Israel hat am Sonntag den vollständigen Rückzug aus dem Netzarim-Korridor abgeschlossen, einem strategisch wichtigen Straßenabschnitt, der den Gazastreifen in zwei Hälften teilt. Dieser Schritt ist Teil des Waffenstillstandsabkommens mit der Hamas.
Laut Berichten von CNN-Korrespondenten vor Ort durchqueren zahlreiche Palästinenser das Gebiet – zu Fuß, mit Fahrzeugen oder sogar mit Eseln. Viele kehren nach monatelanger Vertreibung zurück, müssen jedoch Checkpoints passieren und sich durch die Trümmerkämpfen der letzten Monate bewegen.
„Ich wurde schon vor langer Zeit vertrieben. Ich habe gesehen, wie Menschen auf dieser Straße ankamen, manche schliefen sogar darauf, während sie auf den Rückzug der israelischen Armee warteten“, sagte Osama Saleem, dessen Fahrzeug von israelischen Soldaten überprüft wurde.
Hamas feiert Rückzug als „Sieg“
Die Hamas erklärte am Sonntag, dass sich die israelischen Streitkräfte vollständig aus dem Korridor zurückgezogen hätten. Die sechs Kilometer lange Straße erstreckt sich vom israelischen Grenzübergang bis zur Mittelmeerküste und trennte den nördlichen vom südlichen Gazastreifen.
„Der Rückzug der zionistischen Besatzungsarmee aus dem Netzarim-Korridor ist ein Sieg für den Willen unseres Volkes“, heißt es in einer Stellungnahme der Hamas.
Obwohl die israelische Armee keine offizielle Bestätigung abgegeben hat, berichten CNN-Journalisten, dass am Sonntag keine israelischen Truppen mehr am Kontrollpunkt zu sehen waren.
Waffenstillstand und Freilassung von Geiseln
Der Rückzug aus Netzarim ist ein Teil der Verpflichtungen, die Israel im Rahmen des fragilen Waffenstillstands- und Geiselabkommens eingegangen ist.

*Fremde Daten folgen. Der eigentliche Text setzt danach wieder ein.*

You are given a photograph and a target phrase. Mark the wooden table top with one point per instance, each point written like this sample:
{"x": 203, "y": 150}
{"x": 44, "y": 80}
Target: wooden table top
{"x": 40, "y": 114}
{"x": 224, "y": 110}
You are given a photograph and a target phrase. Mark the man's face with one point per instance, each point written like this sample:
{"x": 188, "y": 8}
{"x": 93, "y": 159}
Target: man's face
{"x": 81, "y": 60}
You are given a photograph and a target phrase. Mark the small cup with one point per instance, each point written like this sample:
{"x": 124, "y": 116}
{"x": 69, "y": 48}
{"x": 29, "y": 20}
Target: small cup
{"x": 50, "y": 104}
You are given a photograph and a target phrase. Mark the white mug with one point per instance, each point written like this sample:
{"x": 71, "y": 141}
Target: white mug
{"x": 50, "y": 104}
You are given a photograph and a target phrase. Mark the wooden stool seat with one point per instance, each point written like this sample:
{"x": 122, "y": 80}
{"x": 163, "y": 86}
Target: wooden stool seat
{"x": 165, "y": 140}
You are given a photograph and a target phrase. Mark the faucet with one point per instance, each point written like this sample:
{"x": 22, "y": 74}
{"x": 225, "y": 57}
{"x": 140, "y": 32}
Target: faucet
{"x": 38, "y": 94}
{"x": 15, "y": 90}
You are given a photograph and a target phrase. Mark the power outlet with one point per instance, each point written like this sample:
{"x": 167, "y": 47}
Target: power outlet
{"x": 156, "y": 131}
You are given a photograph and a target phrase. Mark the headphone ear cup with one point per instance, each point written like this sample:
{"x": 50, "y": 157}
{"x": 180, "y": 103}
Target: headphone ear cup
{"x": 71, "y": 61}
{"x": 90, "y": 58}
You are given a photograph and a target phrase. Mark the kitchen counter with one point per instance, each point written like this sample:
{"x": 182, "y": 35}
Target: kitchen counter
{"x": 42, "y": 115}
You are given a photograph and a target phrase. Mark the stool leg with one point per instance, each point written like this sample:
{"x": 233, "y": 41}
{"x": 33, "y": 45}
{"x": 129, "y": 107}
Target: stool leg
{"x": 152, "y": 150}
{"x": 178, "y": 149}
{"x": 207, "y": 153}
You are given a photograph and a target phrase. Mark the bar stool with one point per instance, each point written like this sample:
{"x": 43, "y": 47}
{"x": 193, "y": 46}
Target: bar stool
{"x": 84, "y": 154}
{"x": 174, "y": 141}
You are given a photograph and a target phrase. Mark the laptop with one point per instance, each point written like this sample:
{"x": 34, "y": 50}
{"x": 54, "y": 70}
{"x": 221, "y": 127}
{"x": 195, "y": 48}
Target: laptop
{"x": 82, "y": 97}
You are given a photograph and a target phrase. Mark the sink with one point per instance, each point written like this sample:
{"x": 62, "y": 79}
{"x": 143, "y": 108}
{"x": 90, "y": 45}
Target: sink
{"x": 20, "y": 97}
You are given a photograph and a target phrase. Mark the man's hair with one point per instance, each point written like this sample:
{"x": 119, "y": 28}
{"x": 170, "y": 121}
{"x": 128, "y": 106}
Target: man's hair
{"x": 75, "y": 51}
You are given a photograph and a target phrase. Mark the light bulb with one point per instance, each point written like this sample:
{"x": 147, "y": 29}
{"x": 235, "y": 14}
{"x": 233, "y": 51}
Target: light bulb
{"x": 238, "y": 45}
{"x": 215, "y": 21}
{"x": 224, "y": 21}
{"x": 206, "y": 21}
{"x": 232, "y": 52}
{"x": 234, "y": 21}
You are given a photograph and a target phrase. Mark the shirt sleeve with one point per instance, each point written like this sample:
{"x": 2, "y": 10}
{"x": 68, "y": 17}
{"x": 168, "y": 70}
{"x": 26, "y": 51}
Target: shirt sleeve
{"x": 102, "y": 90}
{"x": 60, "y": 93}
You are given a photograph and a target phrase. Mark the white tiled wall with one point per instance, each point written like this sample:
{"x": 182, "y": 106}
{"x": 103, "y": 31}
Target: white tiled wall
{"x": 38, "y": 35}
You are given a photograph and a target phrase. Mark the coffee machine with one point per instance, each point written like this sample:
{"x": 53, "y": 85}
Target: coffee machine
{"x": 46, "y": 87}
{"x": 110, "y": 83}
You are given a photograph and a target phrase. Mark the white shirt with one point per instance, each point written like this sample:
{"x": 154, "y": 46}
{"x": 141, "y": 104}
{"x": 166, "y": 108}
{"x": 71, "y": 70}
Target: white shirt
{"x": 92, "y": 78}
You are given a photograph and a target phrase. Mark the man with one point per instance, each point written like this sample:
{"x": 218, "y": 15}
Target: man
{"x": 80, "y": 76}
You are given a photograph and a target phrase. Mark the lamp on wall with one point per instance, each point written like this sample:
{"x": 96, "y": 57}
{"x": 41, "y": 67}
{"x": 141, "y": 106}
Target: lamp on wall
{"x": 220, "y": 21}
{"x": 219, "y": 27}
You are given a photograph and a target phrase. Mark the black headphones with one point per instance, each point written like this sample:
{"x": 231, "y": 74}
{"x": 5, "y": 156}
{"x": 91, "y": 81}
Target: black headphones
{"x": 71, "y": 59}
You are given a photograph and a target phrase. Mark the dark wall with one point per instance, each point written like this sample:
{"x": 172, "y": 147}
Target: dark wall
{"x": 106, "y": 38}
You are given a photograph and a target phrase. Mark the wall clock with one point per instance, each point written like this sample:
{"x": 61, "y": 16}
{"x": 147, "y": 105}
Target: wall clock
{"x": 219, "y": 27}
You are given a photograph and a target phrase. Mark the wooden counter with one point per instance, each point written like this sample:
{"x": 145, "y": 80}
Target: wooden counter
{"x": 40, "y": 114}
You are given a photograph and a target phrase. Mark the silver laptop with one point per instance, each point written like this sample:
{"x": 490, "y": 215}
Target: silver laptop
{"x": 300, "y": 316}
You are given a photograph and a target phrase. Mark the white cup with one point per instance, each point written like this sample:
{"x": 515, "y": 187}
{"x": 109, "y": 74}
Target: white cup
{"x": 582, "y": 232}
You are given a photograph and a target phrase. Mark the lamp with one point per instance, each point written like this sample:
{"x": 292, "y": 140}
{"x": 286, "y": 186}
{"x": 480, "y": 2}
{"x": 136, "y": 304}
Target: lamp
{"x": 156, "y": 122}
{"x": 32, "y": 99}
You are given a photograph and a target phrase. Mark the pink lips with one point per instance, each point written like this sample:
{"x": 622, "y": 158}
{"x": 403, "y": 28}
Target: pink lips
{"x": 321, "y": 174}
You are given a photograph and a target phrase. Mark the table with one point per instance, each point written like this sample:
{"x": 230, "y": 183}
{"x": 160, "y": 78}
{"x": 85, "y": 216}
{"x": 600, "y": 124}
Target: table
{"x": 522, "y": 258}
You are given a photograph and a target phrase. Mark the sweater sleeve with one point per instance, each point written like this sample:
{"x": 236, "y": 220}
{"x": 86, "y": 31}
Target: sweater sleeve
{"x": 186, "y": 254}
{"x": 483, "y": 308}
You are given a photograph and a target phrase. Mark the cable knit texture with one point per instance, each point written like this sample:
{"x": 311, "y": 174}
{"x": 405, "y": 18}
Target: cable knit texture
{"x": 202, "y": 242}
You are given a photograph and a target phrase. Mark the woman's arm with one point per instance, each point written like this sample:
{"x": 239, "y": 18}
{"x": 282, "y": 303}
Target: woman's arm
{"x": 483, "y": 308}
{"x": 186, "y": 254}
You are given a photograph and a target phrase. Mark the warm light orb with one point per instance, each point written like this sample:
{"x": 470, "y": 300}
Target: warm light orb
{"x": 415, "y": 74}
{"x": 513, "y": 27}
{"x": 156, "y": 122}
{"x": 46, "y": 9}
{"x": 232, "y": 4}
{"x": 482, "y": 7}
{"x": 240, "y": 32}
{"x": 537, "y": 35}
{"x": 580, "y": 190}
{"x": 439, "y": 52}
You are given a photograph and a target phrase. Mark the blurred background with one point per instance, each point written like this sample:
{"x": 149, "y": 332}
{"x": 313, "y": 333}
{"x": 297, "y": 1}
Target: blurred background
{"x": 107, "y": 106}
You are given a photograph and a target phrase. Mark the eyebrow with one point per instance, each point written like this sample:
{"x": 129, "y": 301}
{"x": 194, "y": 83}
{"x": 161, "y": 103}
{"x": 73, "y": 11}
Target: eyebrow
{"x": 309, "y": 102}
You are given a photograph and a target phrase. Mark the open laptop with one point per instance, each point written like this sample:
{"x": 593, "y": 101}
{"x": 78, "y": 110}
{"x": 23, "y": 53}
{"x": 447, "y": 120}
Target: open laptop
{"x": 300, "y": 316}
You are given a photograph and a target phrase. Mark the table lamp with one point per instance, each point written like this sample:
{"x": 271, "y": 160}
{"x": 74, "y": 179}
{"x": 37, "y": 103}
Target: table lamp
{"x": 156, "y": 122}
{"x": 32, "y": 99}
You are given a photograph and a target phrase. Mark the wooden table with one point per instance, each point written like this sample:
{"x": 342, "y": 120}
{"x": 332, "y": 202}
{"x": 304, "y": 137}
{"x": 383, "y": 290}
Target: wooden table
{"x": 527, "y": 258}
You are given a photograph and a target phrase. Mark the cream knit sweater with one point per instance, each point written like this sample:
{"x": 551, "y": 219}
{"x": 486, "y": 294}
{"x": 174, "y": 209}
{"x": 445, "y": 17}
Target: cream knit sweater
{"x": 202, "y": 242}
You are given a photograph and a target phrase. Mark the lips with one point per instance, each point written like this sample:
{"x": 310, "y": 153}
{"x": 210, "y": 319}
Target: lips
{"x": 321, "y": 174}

Am Samstag wurden drei weitere israelische Geiseln freigelassen – Ohad Ben Ami, Eli Sharabi und Or Levy, die während des Hamas-Angriffs am 7. Oktober entführt wurden. Im Gegenzug entließ Israel 183 palästinensische Gefangene aus israelischen Gefängnissen. Insgesamt wurden bislang 16 von 33 versprochenen Geiseln freigelassen.
Ihre ausgemergelten und geschwächten Erscheinungen lösten in Israel Empörung aus.
Ungewisse Zukunft des Abkommens
Trotz der laufenden Verhandlungen ist die zweite Phase des Abkommens, die eine vollständige israelische Truppenrückkehr aus Gaza und die Freilassung weiterer Geiseln vorsieht, weiterhin umstritten.
Premierminister Benjamin Netanjahu äußerte sich skeptisch zu dieser zweiten Verhandlungsrunde. Sein Finanzminister Bezalel Smotrich drohte gar mit einem Regierungsrücktritt, falls der Waffenstillstand weiter verlängert werde.
Am Samstag bestätigte ein israelischer Regierungsvertreter, dass Netanjahu ein mittleres Verhandlungsteam nach Doha entsenden werde, um die technischen Details des Abkommens zu besprechen.
Gewalt in der Westbank eskaliert
Parallel zum Rückzug aus Netzarim weitet Israel seine Militäroperationen im besetzten Westjordanland aus. Laut palästinensischen Gesundheitsbehörden wurde am Sonntag eine schwangere Frau von israelischen Soldaten erschossen. Die israelische Armee wurde von CNN um eine Stellungnahme gebeten.